Leaving the band in the middle?

[anotherjim]

Argh... complex.
It's a high pass, but with 2 turn-over knees.
At some high freq, it is effectively 560R for the gain calc when the impedance of both caps is negligible.
As Hz falls, the .1uF path becomes higher impedance first, leaving close to the 1k2 alone setting the gain, and it behaves like a normal single inverting input leg. That's the first response knee.
When Hz falls further, the .22uF impedance start to rise and gain falls. The second response knee.
In-between those points, there is err... some in-between gain applied.

[lars-musik]

Thanks, Jim!

I understand that!!!

[antonis]

It's 2 X high pass filters (like in ProcoRat..), placing 2 poles and attenuating freqs below:

f_c1 (right) = 1600 Hz -> 6db/oct (20db/dec)
f_c2 (left)  = 603 Hz -> 12db/oct (40db/dec)

This kind of filtering is used for severe attenuation of bass/mid harmonics before clipping action (low/mid end less clip) making frequency selective distortion...

edit: Agrrrrr, Jim..

[lars-musik]

Thanks for the values, antonis!
Did you use an online calculator and if so, which one!

[EBK]

f is just 1/(2×pi×R×C).  A spreadsheet is often handy for this stuff so you can try out all sorts of standard values.

As far as the slope, to shallower one is standard single pole filter slope, and the steeper one is standard two pole filter slope.

[Digital Larry]

f is just 1/(2×pi×R×C).  A spreadsheet is often handy for this stuff so you can try out all sorts of standard values.

As far as the slope, to shallower one is standard single pole filter slope, and the steeper one is standard two pole filter slope.

I made a spreadsheet showing impedance of caps at various frequencies.  For a single pole filter you then match that value to the driving or load impedance to see where the -3 dB point is.  I realize that it takes some practice to figure out what the impedance is, but say you have an op-amp output (LOW impedance, assume 0) driving a 1 k resistor in series then to a cap to ground.  The point between the R and C is a low pass filter whose corner frequency is that at which the impedance of the cap matches 1k ohms.

[antonis]

Thanks for the values, antonis!
Did you use an online calculator and if so, which one!

My humble mobile phone calculator..   

It isn't complicated if you set a fix "starting" point on your mind, e.g. 100nF/100k -> 16Hz

Any higher value of resistor or capacitor lowers filter's cut-off frequency by same analogy, e.g. double value - half frequency
(as long as you have in mind that R x C are multiplied so their values changes fight each other..)

Despite its rude simplicity, it's very effective for a rough estimation, taking in mind components value tolerance (especially for caps..) 

[blackieNYC]

So will this roll off at the first knee @ 6db per oct, and then at the lower knee at 12 per?

[anotherjim]

So will this roll off at the first knee @ 6db per oct, and then at the lower knee at 12 per?
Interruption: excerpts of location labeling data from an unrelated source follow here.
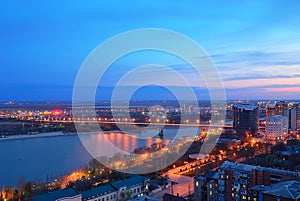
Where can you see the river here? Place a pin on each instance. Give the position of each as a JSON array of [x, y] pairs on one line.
[[49, 157]]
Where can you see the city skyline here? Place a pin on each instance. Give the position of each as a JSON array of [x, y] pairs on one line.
[[254, 45]]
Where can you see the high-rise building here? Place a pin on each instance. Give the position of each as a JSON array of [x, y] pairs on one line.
[[292, 112], [276, 126], [234, 181], [245, 118], [276, 108], [298, 117]]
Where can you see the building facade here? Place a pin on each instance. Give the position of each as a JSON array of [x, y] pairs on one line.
[[245, 118], [233, 181], [276, 127]]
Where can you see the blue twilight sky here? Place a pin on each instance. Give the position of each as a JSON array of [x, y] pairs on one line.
[[255, 44]]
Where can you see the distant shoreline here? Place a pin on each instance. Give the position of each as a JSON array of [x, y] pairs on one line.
[[45, 135], [32, 136]]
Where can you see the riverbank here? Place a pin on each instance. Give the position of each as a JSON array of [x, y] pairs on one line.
[[39, 135], [46, 135]]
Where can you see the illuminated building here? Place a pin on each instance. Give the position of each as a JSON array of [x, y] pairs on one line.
[[234, 181], [276, 126], [245, 118]]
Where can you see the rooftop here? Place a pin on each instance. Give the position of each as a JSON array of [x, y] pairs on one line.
[[97, 192], [276, 117], [250, 168], [53, 196], [286, 189], [144, 198], [169, 197]]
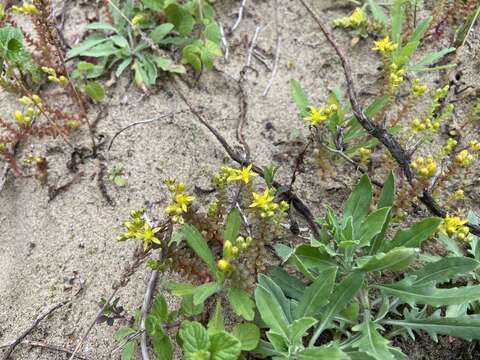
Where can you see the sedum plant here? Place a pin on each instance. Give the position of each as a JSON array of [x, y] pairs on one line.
[[135, 40], [348, 300]]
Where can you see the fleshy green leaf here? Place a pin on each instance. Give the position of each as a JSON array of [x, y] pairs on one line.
[[317, 294], [248, 335], [415, 235], [241, 303], [395, 260]]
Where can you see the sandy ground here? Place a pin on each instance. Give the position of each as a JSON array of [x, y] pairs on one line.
[[48, 249]]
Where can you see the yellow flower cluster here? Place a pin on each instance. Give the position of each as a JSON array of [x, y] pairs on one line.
[[396, 76], [474, 145], [180, 200], [454, 226], [353, 21], [427, 124], [451, 143], [52, 76], [385, 46], [264, 202], [426, 167], [418, 89], [26, 9], [319, 115], [138, 228], [245, 174], [464, 158], [365, 154]]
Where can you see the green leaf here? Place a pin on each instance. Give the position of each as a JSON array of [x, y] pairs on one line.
[[241, 303], [204, 291], [330, 352], [395, 260], [101, 26], [290, 285], [95, 91], [85, 45], [271, 311], [224, 346], [300, 98], [317, 294], [415, 235], [232, 226], [180, 17], [465, 327], [427, 294], [216, 323], [199, 245], [358, 203], [159, 308], [194, 337], [160, 32], [372, 343], [342, 295], [248, 335], [298, 329], [155, 5], [378, 13], [430, 58], [373, 226], [444, 270]]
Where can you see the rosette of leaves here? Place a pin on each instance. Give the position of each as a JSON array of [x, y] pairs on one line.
[[15, 60], [194, 297], [142, 34], [347, 305]]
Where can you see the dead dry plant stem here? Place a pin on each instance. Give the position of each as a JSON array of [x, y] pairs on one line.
[[277, 51], [92, 324], [44, 345], [291, 197], [31, 328], [144, 312], [377, 131], [239, 16]]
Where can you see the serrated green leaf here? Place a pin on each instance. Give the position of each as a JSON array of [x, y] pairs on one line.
[[372, 343], [317, 294], [395, 260], [373, 226], [241, 303], [444, 270], [248, 335], [342, 294]]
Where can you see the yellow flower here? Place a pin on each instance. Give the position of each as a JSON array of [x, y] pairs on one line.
[[262, 201], [455, 227], [385, 46], [315, 116], [241, 175]]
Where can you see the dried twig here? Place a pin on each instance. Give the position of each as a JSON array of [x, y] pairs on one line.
[[12, 346], [379, 132], [277, 52], [224, 42], [140, 123], [252, 45], [239, 16], [291, 197], [144, 312], [50, 347]]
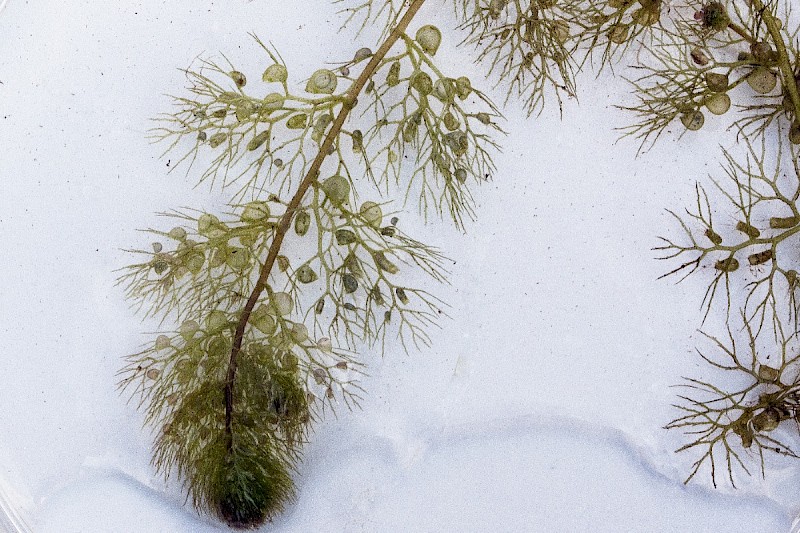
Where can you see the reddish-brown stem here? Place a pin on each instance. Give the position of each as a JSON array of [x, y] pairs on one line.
[[286, 220]]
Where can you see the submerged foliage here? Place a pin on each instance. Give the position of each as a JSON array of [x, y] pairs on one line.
[[269, 302]]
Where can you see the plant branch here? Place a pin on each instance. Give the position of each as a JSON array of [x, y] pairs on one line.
[[789, 82], [285, 221]]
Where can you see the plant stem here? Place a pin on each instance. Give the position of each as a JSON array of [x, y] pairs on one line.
[[787, 72], [285, 222], [741, 32]]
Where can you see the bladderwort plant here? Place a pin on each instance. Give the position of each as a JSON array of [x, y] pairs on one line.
[[271, 301]]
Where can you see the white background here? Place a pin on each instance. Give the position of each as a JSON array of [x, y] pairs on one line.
[[539, 406]]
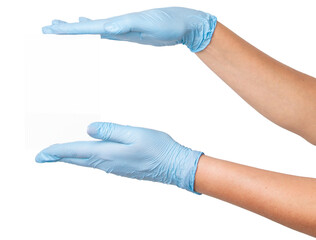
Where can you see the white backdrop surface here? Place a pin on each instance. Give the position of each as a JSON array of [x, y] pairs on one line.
[[52, 87]]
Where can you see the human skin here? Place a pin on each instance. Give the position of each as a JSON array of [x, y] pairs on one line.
[[286, 97], [286, 199], [283, 95]]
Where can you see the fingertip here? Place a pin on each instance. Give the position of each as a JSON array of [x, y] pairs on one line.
[[57, 21], [47, 30], [43, 157], [84, 19], [93, 129]]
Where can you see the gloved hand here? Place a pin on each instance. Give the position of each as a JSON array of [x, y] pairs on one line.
[[158, 27], [131, 152]]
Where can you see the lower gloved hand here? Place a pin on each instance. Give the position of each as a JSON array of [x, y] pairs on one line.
[[158, 27], [131, 152]]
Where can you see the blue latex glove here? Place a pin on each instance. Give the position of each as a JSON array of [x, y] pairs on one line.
[[158, 27], [130, 152]]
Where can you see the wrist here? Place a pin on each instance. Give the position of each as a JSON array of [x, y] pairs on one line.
[[184, 172]]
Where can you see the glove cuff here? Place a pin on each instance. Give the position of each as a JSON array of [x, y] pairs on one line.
[[203, 32]]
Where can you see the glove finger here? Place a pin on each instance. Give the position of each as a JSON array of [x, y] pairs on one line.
[[131, 22], [85, 27], [84, 19], [56, 22], [111, 132], [82, 149]]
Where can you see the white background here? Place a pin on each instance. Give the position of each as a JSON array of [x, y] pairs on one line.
[[52, 87]]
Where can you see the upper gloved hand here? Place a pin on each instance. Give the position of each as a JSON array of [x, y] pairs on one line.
[[131, 152], [158, 27]]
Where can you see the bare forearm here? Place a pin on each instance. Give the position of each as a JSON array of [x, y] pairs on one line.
[[282, 94], [286, 199]]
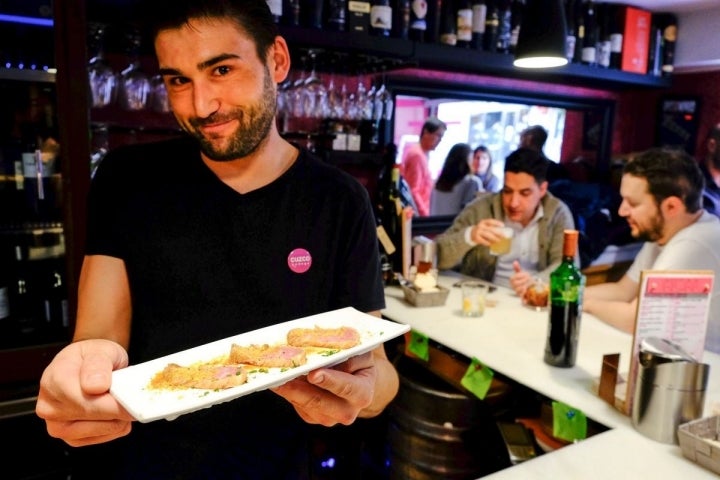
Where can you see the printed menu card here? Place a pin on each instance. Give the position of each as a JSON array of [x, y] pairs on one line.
[[673, 305]]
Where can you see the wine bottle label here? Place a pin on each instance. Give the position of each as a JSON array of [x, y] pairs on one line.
[[381, 17], [353, 142], [448, 39], [479, 14], [385, 240], [464, 25], [340, 141], [4, 303], [603, 54], [570, 42], [275, 7], [418, 15], [359, 7], [19, 177], [589, 54]]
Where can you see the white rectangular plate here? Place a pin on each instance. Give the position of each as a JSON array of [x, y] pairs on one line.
[[130, 385]]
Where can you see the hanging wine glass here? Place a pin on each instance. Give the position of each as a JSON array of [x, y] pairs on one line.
[[134, 83], [311, 88], [103, 80], [158, 95]]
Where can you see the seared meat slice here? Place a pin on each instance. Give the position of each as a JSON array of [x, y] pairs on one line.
[[207, 376], [283, 356], [342, 337]]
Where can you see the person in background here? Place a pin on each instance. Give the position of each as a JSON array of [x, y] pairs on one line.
[[482, 168], [229, 228], [414, 166], [710, 166], [537, 218], [455, 186], [534, 137], [661, 193]]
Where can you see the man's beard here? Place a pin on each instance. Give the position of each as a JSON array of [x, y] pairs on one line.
[[255, 123], [654, 232]]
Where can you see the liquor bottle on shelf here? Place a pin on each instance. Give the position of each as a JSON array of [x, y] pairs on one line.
[[291, 13], [432, 34], [24, 318], [464, 20], [571, 38], [479, 16], [492, 25], [390, 212], [4, 298], [401, 19], [604, 42], [590, 40], [580, 29], [516, 20], [448, 23], [504, 26], [655, 49], [336, 20], [567, 284], [381, 18], [358, 16], [616, 37], [276, 9], [668, 24], [418, 20], [54, 293]]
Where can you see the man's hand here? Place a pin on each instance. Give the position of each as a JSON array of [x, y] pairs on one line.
[[74, 398], [336, 395], [520, 279]]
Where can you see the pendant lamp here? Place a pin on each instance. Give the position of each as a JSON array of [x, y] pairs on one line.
[[543, 33]]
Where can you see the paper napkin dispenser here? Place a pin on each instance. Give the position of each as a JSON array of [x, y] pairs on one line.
[[669, 390]]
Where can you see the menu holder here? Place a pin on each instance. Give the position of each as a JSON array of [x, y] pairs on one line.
[[406, 247], [674, 305]]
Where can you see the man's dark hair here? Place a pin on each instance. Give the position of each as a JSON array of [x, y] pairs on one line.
[[669, 173], [537, 134], [252, 16], [432, 125], [527, 160]]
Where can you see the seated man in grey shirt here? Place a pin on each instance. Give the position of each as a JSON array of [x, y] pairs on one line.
[[536, 217]]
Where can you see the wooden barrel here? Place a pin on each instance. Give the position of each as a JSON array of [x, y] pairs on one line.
[[437, 432]]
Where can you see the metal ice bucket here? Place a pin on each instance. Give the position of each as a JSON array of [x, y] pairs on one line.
[[669, 390]]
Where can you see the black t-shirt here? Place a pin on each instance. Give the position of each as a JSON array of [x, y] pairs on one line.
[[205, 262]]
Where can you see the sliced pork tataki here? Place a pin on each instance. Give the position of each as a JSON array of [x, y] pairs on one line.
[[282, 356], [206, 376], [342, 337]]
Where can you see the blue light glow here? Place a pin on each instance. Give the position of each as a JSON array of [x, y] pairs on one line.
[[41, 22]]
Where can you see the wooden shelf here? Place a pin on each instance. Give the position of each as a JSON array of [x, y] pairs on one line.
[[406, 53]]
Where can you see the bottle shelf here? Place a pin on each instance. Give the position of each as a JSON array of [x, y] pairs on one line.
[[27, 75], [408, 53]]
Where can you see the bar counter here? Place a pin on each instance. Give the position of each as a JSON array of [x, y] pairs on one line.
[[510, 339]]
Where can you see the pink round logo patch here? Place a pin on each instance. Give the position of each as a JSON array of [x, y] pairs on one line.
[[299, 260]]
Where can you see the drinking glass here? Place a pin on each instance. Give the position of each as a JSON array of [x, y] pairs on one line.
[[502, 246], [102, 78], [134, 83]]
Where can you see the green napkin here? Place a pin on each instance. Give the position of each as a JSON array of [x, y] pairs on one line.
[[477, 378], [418, 345], [568, 423]]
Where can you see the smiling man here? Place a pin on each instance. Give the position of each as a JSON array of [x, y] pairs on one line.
[[662, 202], [225, 230], [537, 218]]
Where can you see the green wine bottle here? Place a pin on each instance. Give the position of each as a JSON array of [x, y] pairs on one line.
[[566, 291]]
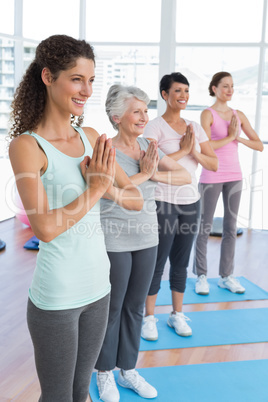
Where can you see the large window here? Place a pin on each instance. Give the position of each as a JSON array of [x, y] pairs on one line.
[[135, 44]]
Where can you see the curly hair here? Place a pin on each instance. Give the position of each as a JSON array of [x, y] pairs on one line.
[[168, 79], [57, 53]]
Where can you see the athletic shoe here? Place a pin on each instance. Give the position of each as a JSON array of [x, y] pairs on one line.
[[201, 285], [131, 379], [107, 387], [178, 322], [149, 329], [2, 245], [232, 284]]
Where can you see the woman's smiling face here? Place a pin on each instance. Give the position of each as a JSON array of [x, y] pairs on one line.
[[135, 117]]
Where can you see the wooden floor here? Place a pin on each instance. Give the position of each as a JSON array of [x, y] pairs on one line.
[[18, 381]]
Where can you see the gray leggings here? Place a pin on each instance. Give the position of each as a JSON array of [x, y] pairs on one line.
[[231, 194], [178, 226], [66, 347], [130, 276]]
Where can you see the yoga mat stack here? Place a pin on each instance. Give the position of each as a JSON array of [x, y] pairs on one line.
[[241, 381]]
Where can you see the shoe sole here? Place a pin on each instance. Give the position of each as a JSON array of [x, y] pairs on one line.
[[202, 293], [239, 292], [184, 335], [149, 339]]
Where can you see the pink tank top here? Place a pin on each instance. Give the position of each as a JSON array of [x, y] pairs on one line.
[[229, 167]]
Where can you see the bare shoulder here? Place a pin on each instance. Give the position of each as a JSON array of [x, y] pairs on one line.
[[241, 115], [91, 134], [23, 143]]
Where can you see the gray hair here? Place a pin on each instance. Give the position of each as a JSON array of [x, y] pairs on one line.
[[116, 100]]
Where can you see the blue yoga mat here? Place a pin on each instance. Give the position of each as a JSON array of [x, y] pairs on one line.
[[210, 328], [244, 381], [216, 294], [32, 244]]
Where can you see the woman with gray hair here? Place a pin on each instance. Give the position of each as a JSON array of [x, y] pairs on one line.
[[131, 241]]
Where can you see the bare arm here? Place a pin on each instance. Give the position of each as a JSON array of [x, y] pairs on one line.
[[253, 140], [207, 157], [28, 160]]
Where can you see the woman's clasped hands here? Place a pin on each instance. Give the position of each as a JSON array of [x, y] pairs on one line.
[[99, 171], [149, 160], [233, 129], [187, 141]]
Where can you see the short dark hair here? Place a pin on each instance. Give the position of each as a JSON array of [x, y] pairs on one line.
[[168, 79], [216, 80]]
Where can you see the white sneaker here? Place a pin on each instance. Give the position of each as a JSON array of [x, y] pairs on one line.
[[232, 284], [131, 379], [201, 285], [149, 329], [178, 322], [107, 387]]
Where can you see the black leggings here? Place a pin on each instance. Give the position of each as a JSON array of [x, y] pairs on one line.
[[66, 347], [178, 226]]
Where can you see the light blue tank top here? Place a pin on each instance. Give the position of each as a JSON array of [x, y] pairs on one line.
[[73, 269]]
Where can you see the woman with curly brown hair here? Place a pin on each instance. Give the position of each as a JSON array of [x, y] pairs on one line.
[[61, 172]]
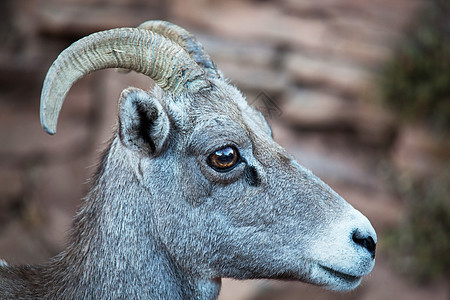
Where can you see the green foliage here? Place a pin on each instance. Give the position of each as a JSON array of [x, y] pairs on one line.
[[416, 82], [420, 247]]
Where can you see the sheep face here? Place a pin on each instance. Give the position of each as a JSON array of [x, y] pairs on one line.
[[225, 200]]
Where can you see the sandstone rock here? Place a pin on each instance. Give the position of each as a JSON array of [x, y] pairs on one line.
[[308, 70]]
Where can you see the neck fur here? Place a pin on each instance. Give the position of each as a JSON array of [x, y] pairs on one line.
[[114, 252]]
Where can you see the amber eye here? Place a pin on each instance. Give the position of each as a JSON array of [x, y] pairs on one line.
[[224, 159]]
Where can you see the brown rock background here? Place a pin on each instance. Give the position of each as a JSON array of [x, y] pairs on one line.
[[317, 60]]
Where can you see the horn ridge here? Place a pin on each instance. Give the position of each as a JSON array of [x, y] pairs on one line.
[[187, 41], [140, 50]]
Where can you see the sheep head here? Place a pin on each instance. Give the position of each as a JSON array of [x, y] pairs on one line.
[[225, 200]]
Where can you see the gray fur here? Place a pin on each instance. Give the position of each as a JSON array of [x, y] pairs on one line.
[[159, 223]]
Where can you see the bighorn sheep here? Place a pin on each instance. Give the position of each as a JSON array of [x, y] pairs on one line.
[[192, 188]]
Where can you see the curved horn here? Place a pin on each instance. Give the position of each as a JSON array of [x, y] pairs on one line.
[[136, 49], [186, 40]]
Very good question Blackie.
I feel it can't be steeper than a single RC can be, just that the knee moves depending on the frequency. Might be easier to think of the effect on overall gain for different spot frequencies. I mean, think of the RC impedance setting Rin of the amp in a frequency dependant manner, not as filter roll-off.

[Vitrolin]

I think a RC filter has -3dB per octave
so 3 and 6dB per oct

[anotherjim]

I think that for roll-off to be steeper, the RC sections would be in series. I'm trying to visualise how series HP could work in this situation. Plain 2 pole HP filter is simple, In > cap > R to ground > cap > R to ground > Out. I don't know equivalent way to do it in the Rin path.
Except the old brain hurts & needs some beer now.

[blackieNYC]

Check this out- 2nd order filter calculator, But for low pass only.
http://sim.okawa-denshi.jp/en/CRCRtool.php
Though it's not the same filter, HP v LP, it is the same values. Looks steeper than 6 per oct. not sure.

[antonis]

I think a RC filter has -3dB per octave
so 3 and 6dB per oct

-3db is on cut-off point..
(which actually isn't sharp so it's placed in the middle of knee curve..)

One octave higher for LPF (or lower for HPF) has -6db attenuation..
(V_out/V_in = 1/2, <=> 20 x log(V_out/V_in) =-6)


<Except the old brain hurts & needs some beer now>
I should strongly recommend it, Jim..!! 
(put it on my account, of course..)

The upper arrangement isn't any kind of series RC filters, so there isn't any series 2nd pole (neither loading)..
It acts as 2 parallel independent HP filters with 2 different cut-off points - so the lower the frequency the most the attenuation..

e.g. 800Hz (1600/2) are -6db attenuated by right RC but left almost "untouched" by the left one..
      300Hz (600/2) are -6db attenuated by left RC but also more than -12db (300 is more than 2 octaves down from 1600) attenuated by        the right one..

Or maybe I need some of your beer, too..

[anotherjim]

Ok heck. SPice this somebody!

[antonis]

Same arrangement for 60Hz & 1k5Hz..

[EBK]

I threw some calculations into Excel (didn't have a circuit sim handy), so mistakes are highly likely, but this is what I got for the gain, considering those RC values, while ignoring the cap and diodes in the feedback loop and the filtering done on the input (i.e., this is only the isolated effect of the high pass filter).

The dots are a third of an octave apart.

[Groovenut]

Ok guys here are my findings. I feel you have to consider the interaction of the Fat control at min and the gain at max. So here's the freq plots for the 2 separate component chains vs the paralleled value single chain (560R>.33u).



The 10Ms are there to keep Circuitmaker from throwing an error and I guess-timated on the output load as it wasn't on the schem.

IMO I don't see a difference you would hear. The values in the 2 parallel chains are too close to each other to have a significant step difference. At the largest difference point, 766Hz, the difference between the two is only 0.7dB

[anotherjim]

Yeh, I would have thought you want at least x5 difference in the networks to see much of a kink in the curve.